泉柊椰は、予想よりもはるかにタフで、どこまでもプロフェッショナルだった。

35節・秋田戦。今季最多の5ゴールを奪って快勝した一戦で、泉に出番はなかった。大宮にやってきた昨季から、怪我もなく、出場停止もなく、監督交代があっても、72試合連続でプレーしてきた背番号14にとって、リーグ戦でピッチに立てなかったのは、この試合が初めてである。



試合後の選手たちに話が聞けるミックスゾーンで、記者に囲まれていたヒーローの一人、津久井匠海の後ろを通りすぎる泉は寂しげに見えた。だから3日後、話を聞くタイミングの悪さを詫びてから会話を切り出したのだが、泉は少しも気にしていなかった。

「いやいや、全然。聞いてもらって大丈夫です。もちろん、試合に出ていないので悔しい気持ちはありますけど、昇格争いをしている現在の状況で、自分が試合に出られないからといって沈んでいくっていうのは、それこそ一番ナシだと思ってます。正直、あの瞬間に話せることはなかったので、話しかけてほしくないな……とは思ってましたけど。たぶん、その空気感が思い詰めているように見えたんじゃないですかね」

以前の輝きが影を潜めていることに関しては、宮沢悠生監督の下で任されている新しいポジション(ダイヤモンド型の中盤の左サイド)への順応が問題ではなく、自身の状態が良くないからだと断言。

「やるしかない」と決意を固めている。



振り返れば昨季も、長澤徹前監督の下で不慣れなウイングバックに挑み、苦しみながらも自分のものとした経験がある。だから、今季も同じように挑戦している感覚だという。

「ダイヤモンドということを意識して、考えすぎてるのかもしれません。ドリブラーって、考えすぎるとダメなんです。ボールを持ったときに、少し遅れるから。でも結局、考えてプレーしないと良くならない。そこの狭間で、今もがいている感じですかね。ただ、僕は成長するために大宮に来たし、自分の成長がチームの勝利に繋がればいいという考えです。だからネガティブな感情はなく、目の前の壁を前向きに破ろうとしているところです」

感覚に頼って勝負を挑むのではなく、考え抜いて、理解して、答えを見つけて、自分の武器とする。泉は、そのような過程を「言語化しているところ」と表現する。

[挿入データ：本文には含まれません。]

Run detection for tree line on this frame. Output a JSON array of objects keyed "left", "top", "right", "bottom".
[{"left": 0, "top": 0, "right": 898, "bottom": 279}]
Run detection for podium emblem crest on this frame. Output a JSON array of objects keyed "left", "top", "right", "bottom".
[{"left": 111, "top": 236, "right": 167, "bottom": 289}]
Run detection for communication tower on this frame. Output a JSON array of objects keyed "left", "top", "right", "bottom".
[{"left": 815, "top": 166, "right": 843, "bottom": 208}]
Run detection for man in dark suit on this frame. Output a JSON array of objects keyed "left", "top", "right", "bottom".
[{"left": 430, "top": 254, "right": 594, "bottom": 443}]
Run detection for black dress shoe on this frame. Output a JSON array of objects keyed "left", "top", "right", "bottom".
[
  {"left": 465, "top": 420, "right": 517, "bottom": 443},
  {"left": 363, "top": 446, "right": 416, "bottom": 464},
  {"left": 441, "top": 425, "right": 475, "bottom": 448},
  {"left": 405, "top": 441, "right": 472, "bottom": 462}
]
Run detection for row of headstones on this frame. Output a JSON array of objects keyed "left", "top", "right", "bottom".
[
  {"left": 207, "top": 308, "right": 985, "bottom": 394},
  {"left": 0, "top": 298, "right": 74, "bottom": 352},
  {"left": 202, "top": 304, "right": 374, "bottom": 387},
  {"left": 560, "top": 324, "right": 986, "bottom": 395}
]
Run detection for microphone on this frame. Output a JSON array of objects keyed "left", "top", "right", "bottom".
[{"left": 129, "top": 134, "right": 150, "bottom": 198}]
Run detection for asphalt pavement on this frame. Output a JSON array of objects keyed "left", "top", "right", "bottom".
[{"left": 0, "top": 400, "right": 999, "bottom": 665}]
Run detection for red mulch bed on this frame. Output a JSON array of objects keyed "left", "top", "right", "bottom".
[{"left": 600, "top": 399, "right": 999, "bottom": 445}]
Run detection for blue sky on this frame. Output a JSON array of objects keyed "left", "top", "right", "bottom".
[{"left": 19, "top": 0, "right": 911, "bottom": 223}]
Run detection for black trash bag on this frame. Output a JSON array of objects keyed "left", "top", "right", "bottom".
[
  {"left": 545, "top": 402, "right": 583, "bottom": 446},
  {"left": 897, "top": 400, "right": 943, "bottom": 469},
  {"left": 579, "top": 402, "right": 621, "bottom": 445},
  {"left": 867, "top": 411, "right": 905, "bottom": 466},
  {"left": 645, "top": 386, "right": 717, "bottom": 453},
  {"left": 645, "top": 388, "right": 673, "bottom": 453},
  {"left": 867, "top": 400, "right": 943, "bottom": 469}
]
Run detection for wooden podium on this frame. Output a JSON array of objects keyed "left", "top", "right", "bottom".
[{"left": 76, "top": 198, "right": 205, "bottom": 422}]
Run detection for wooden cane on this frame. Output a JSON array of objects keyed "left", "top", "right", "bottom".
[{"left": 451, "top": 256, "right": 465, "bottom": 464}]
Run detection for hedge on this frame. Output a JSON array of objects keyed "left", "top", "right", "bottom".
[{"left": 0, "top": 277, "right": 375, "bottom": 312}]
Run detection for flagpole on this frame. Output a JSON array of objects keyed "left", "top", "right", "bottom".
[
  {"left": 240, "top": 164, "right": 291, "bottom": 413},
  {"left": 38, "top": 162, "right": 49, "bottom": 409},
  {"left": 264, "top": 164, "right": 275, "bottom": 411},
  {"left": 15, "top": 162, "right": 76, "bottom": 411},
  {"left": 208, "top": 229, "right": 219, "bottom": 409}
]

「ドリブルで言うなら、相手を抜けるときと抜けないときの違いを言語化したいんです。過去の自分のプレーを見たり、プレミアリーグの選手のプレーを見たりして、『正対』がいかに重要か分かったんです。相手と『正対』すれば抜ける。スピードとかボールの置き場所、相手との距離感を含めて、いかに『正対』できるか。今はそこを考えていて、試行錯誤しながら取り組んでいる段階なんです」

11の局面で正面から向き合えば、相手の足は止まる。次に、前向きの矢印を出して向かっていけば相手は下がらざるを得ず、勝負に勝てる。それは、昨季ウイングバックに挑戦して「向かってこられる相手が一番イヤ」と実感して辿り着いた必勝法だ。



ただし試合中の一瞬のうちに、見つけ出した「正対」という答えに持ち込むには、意識を超えた無意識のレベルに持っていく必要がある。「難しいレベルにトライしているので、試合に出れなくて落ち込むとか、そんなこと言ってる場合じゃない」との言葉は、欧州で活躍する自分を思い描いているからこそ、だ。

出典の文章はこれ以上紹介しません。